Looking to buy a new or used car? We have put together this comprehensive list to assist you in making an educated decision.
For New Car Buyers:
I personally like to get multiple new car quotes online FIRST. You WILL get lots of phone calls from hungry sales people, and you really won’t get any exact figures on the phone, you you can at least show them you are a serious buyer and that you are shopping around.
Ask the salesman right up…show me your purchase invoice. Some will do it, others will not. Regardless the invoice amount you see will not take into effect the rebates and incentives the dealer gets….they won’t tell you that either. The point is to see the invoice amount at a few dealers to see who is telling you the truth…or close to the truth.
My personal trick is to tell the sales person they have 1 hour to sell me a car at a price I agree upon or I will walk out and not return. This has worked well for me, as the whole process of buying a new car is a GAME to them
They know you want that car, and you will stay there for hours trying to talk yourself into buying it from them. Don’t play with them, give them a time deadline and stick to it
I have walked out, only to get a call on my cell phone minutes afterwards telling me “ok, you win, come back and buy it at _______ price you want”, seriously it works.
Of course my biggest “suggestion” to you is don’t buy a brand new car to begin with. Once you drive that vehicle off the lot you pretty much have lost 10% of it’s resale value.
Why not buy a lease trade in vehicle. One with less than 20,000 miles and still under the manufacture warranty period. The original owner took the depreciation hit, and you get a much more affordable, but still “new” vehicle. Ask the dealership about a lease trade in vehicle!
Shop For Auto Loans
If you belong to a credit union, contact them first. Credit unions tend to have some of the cheapest rates, and fastest approval process. If you do not belong to one, see if you can join a local credit union…you just might. Not only do they offer cheaper loan rates, but they usually pay more interest for checking and savings accounts as well.

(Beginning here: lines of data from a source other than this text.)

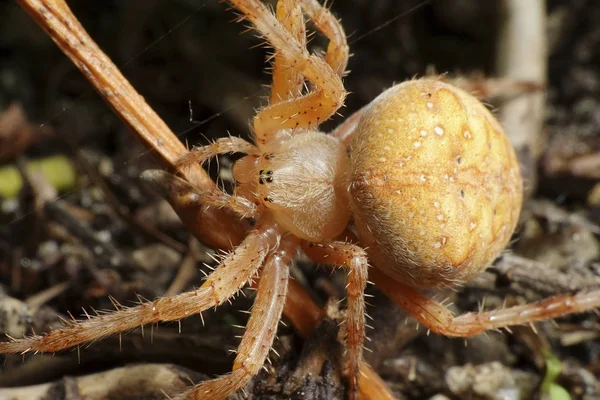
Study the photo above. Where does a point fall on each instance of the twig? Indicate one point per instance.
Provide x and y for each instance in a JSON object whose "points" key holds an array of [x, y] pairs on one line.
{"points": [[522, 56]]}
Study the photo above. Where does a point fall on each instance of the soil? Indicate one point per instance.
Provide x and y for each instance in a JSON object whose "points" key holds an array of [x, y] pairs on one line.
{"points": [[206, 79]]}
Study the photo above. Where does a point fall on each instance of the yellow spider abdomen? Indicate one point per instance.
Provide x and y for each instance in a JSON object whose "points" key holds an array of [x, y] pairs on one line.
{"points": [[436, 186]]}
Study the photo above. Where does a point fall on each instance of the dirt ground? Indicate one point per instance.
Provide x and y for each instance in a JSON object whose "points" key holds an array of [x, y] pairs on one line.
{"points": [[205, 79]]}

Your local bank is a great source for auto loans as well, so ask them for their rates before you decide to rely on the car dealer for financing.
New car dealers are notorious for “payment packing” which is when they add in other charges and fees to the final invoice. Keep an eye on them, GAP insurance, tire pressure monitors, paint sealants etc.
Finally, always negotiate the price of the new car, not the monthly payment.
Extended Auto Warranties.
See my article extended auto warranty first. You can buy an extended warranty at the dealer OR you can buy one from an aftermarket company any time after the sale. But don’t pay those high dealership prices just to get a little peace of mind! My “opinion” most warranties are not worth buying.
If you already bought new or used cars without getting an extended warranty contract, you can still purchase one as long as the vehicle is within certain mileage limits. As long as the vehicle is within the manufacturer original base warranty time period the warranty company considers the vehicle as “new”. Once the base warranty period is over, the vehicle is considered “Used” by the warranty companies.
Used Car Buying.
I personaly would not buy a used car without having a vehicle history report AND have a local mechanic check the vehicle out for you before you buy it. You can sometimes call your current auto insurance agent and ask them to run the VIN number of the vehicle and see if there are any claims against it. Carfax is probably the most popular service, and many used car dealers are including them in the sale, if not ask them to run it for you for free. They just might.
Here is a check list I put together which covers a lot of common components you can check yourself or have your mechanic perform it with you. Used Car Checklist
Usually a “used car” at a dealership is going to cost you a little more than dealing with an indvidual seller, but it IS easier and might be safer buying from a dealer. They will take care of all the paperwork and title work, and you MIGHT be able to trust them to have looked the vehicle over before they sell it.
Personal Credit Report
I personally do not know my credit score, but many new car dealers will ask for a copy of it before they negotiate financing with you. In some cases they will get a copy of the report while you are at the dealership, with no charge to you. Of course they might not show you what it says. If you are in doubt I would get a copy BEFORE I had the dealer look at it, just to make sure it was accurate and up to date
If your credit score is low, you will most likely pay a higher interest rate on your auto loan. I would not agree to this unless I saw my report first hand and agreed with it.
Why check your insurance costs? If you are purchasing a new car or a “new” type of vehicle than you previously own (like an SUV) your insurance costs will likely go up. This could be a deciding factor??